Altogether 31 waterfalls and rapids make up the Hérisson, which fall roughly 300 metres in altitude over nearly four kilometres, and to see them – especially after days of rain – is to experience something truly powerful as the water tumbles and falls over the rocks. For over seven hundred years this power had been harnessed by people to help them exploit the natural resources of the regions, including hemp, wood and iron ore. The advent of electricity in the nineteenth century meant that the waterfalls were no longer needed for their raw energy, but became instead a popular destination on the local tourism trail.

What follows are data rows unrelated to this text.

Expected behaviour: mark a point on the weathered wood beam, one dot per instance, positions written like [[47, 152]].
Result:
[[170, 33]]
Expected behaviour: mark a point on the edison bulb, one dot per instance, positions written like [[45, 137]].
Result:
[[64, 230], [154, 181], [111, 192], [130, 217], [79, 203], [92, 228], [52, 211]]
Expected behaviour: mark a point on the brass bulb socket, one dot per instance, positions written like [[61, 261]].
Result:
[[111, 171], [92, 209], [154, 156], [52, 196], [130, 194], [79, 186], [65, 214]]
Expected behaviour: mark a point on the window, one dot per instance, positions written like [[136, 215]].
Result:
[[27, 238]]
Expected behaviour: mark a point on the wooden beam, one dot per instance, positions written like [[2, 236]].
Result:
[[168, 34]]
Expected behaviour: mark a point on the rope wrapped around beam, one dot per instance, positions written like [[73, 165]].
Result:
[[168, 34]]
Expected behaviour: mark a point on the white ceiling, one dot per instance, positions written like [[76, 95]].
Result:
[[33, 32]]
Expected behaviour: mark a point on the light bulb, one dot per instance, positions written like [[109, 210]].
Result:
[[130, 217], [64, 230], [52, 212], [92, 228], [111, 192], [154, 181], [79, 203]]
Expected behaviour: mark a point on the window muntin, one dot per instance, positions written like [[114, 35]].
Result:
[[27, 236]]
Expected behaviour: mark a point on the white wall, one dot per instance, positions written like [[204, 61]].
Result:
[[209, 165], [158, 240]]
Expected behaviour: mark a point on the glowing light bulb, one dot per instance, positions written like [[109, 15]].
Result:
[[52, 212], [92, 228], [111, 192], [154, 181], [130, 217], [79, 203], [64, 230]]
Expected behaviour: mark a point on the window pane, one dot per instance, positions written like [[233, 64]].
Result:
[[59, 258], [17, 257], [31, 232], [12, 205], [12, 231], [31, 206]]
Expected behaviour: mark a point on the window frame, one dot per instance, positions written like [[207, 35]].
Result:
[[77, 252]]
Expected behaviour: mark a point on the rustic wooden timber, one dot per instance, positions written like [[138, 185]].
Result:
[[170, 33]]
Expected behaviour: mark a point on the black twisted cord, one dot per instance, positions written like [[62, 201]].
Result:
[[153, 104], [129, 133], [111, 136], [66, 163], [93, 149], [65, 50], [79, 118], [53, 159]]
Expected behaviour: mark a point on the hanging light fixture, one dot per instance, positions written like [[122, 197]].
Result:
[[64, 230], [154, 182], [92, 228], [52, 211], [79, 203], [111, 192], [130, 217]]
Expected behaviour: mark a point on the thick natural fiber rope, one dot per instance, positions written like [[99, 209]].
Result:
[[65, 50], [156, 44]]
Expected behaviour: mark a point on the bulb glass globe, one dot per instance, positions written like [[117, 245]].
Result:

Despite the muddy trails and the drizzle that continued to fall as we walked up the side of the falls through the trees, there were plenty of others who had turned out to experience the Hérisson in all their glory… and there were plenty of examples of inappropriate footwear caked in mood by the time people made their way back to the car park. By now mist was rising from the forests that clung to the slopes of the valley, and it was clear that what we had seen and were experiencing were directly related to the weather that had driven us away the day before. Sometimes it is just worth the wait.